- Emprendimientos de base científica y tecnológica:
La definición adoptada por el Programa 2600 Campus CTIB para el perfil de Emprendimiento de Base Científica y Tecnológica es: Aquellos que se originan a partir de actividades de investigación, desarrollo e innovación (I+D+i) que transforman conocimiento avanzado científico o tecnológico en productos, procesos o servicios innovadores de alto valor agregado, caracterizado por una alta complejidad técnica y de difícil replicación. Esta categoría incluye tanto a personas jurídicas legalmente constituidas como a proyectos (que aún no están formalmente constituidos como empresa) que desarrollan iniciativas orientadas a la generación de nuevo conocimiento, desarrollo o innovación en áreas científicas y tecnológicas, abarcando tanto soluciones DeepTech, derivadas de avances científicos o de ingeniería de alta complejidad y riesgo técnico elevado, como soluciones de Ciencia Aplicada, que aplican conocimiento científico o técnico como eje del negocio sin requerir necesariamente desarrollo de frontera. Requieren validación tecnológica, pruebas de laboratorio y ciclos de escalamiento, lo que les otorga un potencial diferencial de crecimiento y competitividad en mercados nacionales e internacionales (Minciencias, 2021, 2025; Alianza DeepTech Colombia, 2025; OECD, 2013; Pirnay et al., 2003)
- Emprendimiento de alto impacto:
La definición adoptada por el Programa 2600 Campus CTIB para el perfil de Emprendimiento de Alto Impacto es: Iniciativas empresariales constituidas legalmente como personas jurídicas que, además de su viabilidad económica, demuestran capacidad de crecimiento acelerado, rentable y sostenido en ventas, y/o empleos, soportada en modelos de negocio innovadores y escalables. Estos emprendimientos evidencian tracción comercial comprobada y atractivo para la inversión, con potencial de transformar mercados o sectores y de expandirse a nivel nacional e internacional, generando empleos de calidad y contribuyendo de manera sustancial al desarrollo económico y social del país (iNNpulsa Colombia, s.f; Eurostat - OECD, 2007; OECD, 2021; Kantis & Díaz, 2008; Endeavor Insight)

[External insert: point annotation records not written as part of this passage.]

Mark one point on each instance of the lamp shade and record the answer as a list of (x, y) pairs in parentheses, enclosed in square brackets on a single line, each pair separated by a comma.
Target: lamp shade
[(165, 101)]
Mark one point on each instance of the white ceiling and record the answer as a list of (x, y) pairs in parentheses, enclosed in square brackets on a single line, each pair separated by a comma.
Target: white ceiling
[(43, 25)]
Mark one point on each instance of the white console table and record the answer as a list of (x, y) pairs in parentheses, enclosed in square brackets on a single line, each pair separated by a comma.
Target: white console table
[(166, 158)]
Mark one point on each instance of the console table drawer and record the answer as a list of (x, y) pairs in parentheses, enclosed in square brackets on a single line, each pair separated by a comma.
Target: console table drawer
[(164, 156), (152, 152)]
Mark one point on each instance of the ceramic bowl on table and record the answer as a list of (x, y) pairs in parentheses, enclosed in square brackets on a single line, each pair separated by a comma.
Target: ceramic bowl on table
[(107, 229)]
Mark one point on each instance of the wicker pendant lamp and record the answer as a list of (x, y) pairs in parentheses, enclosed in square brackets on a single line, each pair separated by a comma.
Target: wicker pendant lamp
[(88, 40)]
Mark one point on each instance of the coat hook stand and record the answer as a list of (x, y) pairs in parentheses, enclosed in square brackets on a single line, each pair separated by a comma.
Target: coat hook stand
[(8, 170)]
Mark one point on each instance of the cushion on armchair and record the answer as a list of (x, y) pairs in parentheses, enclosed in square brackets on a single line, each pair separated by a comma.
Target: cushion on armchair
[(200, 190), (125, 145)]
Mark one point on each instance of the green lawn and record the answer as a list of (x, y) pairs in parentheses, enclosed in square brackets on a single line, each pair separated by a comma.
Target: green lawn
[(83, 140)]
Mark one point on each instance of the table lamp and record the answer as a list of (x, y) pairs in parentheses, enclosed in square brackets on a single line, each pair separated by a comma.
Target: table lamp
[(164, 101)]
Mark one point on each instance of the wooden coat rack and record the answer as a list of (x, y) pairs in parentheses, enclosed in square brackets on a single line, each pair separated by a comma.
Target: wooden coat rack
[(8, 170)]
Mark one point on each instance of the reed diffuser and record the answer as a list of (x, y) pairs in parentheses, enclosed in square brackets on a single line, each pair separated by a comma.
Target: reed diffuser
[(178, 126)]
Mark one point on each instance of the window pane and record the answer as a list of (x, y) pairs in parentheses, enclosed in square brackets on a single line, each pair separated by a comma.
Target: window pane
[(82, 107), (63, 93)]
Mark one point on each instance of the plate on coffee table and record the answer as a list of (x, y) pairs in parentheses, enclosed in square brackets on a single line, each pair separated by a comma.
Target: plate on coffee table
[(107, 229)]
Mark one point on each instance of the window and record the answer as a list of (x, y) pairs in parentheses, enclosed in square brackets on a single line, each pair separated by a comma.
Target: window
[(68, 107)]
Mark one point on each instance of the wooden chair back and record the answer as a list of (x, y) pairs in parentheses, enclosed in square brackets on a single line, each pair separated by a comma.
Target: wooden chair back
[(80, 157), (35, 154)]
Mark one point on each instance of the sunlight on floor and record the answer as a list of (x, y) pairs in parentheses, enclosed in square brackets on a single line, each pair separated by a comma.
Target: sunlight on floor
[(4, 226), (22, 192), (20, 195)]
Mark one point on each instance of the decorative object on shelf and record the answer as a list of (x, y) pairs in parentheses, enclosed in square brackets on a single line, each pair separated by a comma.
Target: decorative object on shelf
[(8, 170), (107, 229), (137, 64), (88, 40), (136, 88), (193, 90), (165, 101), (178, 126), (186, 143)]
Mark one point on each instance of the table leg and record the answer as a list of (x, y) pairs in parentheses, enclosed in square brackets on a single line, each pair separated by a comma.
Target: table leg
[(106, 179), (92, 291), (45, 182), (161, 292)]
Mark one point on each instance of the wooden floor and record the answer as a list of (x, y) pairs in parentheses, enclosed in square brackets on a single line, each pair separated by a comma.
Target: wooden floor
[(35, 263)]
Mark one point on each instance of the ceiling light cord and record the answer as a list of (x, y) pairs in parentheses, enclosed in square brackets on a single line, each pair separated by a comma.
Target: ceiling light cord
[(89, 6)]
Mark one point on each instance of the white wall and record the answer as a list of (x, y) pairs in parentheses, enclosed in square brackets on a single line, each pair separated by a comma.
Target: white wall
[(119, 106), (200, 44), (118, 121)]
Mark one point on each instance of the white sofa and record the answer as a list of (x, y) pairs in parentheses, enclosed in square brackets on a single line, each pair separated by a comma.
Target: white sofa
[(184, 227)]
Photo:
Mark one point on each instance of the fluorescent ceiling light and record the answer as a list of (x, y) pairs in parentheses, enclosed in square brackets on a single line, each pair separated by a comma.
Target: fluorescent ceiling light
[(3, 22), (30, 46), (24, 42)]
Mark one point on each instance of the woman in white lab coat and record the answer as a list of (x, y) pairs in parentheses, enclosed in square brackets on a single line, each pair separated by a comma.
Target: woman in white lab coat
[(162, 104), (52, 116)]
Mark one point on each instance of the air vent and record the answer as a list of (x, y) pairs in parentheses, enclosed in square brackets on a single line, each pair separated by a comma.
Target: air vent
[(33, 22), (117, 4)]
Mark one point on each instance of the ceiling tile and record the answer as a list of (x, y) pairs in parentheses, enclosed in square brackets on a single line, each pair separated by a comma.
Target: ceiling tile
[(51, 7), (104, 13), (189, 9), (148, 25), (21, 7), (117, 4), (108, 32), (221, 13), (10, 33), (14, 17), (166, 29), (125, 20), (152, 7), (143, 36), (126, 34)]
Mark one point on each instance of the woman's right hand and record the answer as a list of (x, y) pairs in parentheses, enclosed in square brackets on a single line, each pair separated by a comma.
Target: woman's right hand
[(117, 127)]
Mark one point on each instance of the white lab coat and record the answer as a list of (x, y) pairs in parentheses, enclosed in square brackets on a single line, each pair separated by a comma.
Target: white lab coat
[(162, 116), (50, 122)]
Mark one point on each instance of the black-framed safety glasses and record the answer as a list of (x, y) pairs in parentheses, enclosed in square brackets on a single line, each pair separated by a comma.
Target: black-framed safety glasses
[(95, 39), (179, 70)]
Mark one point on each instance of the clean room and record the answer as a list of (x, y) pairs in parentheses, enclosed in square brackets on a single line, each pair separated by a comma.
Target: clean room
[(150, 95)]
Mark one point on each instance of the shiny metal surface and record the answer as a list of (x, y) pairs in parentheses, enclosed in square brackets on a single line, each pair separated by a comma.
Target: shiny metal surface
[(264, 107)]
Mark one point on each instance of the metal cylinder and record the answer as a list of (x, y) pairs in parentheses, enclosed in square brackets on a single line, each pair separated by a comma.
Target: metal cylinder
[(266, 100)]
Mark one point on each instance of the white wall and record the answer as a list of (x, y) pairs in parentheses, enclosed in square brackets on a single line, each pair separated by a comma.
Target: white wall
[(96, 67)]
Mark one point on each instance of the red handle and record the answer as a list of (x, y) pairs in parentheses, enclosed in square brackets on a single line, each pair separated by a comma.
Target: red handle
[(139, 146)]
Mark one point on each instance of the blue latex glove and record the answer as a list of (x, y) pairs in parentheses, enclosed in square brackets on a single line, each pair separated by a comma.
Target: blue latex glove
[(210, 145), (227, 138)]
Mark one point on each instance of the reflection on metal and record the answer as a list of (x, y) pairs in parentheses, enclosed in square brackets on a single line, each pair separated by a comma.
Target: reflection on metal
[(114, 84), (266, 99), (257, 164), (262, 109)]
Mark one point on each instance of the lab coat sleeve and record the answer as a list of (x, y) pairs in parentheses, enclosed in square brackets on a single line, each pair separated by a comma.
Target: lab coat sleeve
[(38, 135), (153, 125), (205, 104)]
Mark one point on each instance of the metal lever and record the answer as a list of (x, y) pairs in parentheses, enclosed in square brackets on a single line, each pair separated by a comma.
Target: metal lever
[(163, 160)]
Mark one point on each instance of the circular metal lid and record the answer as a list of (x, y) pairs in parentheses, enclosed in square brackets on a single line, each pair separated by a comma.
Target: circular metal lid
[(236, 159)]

- MiPymes con necesidades de innovación:
Micro, pequeñas y medianas empresas legalmente constituidas, clasificadas según su tamaño conforme a la normativa colombiana vigente (ingresos por actividades ordinarias anuales, diferenciados por sector), que desempeñan un papel clave en la generación de empleo, la dinamización de los mercados locales y la innovación incremental. Constituyen el segmento empresarial más numeroso del país y, por sus restricciones de financiamiento, acceso a mercados e incorporación de tecnologías avanzadas, presentan una necesidad estructural de innovación: requieren cerrar brechas de productividad, adopción tecnológica y desarrollo de capacidades que les permita transitar de un estadio potencialmente innovador a uno efectivamente innovador y sostenerse y crecer en el mercado (Ley 590 de 2000; Decreto 957 de 2019; DANE – EDIT/EDITS; Confecámaras, 2023; Consejo Privado de Competitividad; CEPAL, 2020).

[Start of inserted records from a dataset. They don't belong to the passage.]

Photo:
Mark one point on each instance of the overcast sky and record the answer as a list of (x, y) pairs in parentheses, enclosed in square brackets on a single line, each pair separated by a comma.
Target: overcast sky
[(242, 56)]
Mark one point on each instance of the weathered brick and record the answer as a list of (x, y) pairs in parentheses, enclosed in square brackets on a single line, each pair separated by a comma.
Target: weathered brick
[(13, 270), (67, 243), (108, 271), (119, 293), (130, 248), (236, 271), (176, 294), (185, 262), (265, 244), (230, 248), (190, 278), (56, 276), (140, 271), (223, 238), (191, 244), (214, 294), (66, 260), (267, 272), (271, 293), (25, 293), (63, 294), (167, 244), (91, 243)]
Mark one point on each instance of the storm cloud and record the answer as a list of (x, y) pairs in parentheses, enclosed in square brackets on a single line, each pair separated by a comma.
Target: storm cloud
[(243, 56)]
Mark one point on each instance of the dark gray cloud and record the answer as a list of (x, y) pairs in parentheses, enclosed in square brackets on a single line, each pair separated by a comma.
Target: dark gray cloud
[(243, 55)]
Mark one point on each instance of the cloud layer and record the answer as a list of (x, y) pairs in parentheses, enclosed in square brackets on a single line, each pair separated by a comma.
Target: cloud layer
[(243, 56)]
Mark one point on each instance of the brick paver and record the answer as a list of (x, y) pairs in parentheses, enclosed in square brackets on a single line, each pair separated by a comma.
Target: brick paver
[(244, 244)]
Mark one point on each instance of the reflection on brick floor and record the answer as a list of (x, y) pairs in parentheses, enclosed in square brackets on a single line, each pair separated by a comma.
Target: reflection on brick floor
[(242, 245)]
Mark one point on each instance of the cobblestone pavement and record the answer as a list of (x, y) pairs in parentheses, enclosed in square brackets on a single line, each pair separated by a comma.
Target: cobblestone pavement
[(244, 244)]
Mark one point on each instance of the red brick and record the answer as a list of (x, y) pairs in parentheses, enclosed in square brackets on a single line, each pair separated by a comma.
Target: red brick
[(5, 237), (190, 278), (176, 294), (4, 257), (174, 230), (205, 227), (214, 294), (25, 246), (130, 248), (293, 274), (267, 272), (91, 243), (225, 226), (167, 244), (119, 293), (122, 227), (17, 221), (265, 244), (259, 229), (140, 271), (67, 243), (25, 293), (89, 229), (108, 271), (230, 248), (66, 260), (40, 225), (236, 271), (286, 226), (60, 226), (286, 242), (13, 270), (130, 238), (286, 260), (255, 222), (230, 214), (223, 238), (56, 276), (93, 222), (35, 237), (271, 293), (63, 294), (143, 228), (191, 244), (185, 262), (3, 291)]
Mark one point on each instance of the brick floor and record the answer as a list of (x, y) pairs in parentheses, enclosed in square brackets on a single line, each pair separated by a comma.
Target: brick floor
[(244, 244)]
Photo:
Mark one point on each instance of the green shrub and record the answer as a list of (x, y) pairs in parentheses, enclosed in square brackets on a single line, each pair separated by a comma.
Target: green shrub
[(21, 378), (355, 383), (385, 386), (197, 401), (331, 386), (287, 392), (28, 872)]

- Empresas grandes con necesidades de innovación:
Organizaciones legalmente constituidas, clasificadas como grandes empresas conforme a la normativa colombiana vigente, al superar los umbrales de ingresos por actividades ordinarias anuales por sector establecidos para la mediana empresa. Estas son de estructura consolidada, con altos niveles de capital, personal y capacidades productivas, que operan con estabilidad y ejercen un impacto significativo en la economía mediante la generación de empleo, ingresos y el fortalecimiento de encadenamientos productivos. Aunque cuentan con capacidades de gestión maduras e internacionalización, presentan necesidades de innovación orientadas a abordar desafíos de alta complejidad (como innovación abierta, I+D aplicada, transformación digital y articulación con emprendimientos y con el ecosistema de CTeI), que les permitan sostener y ampliar sus ventajas competitivas a gran escala y traccionar al tejido empresarial a su alrededor (Decreto 957 de 2019; DANE – EDIT/EDITS; Consejo Privado de Competitividad; OCDE, 2019).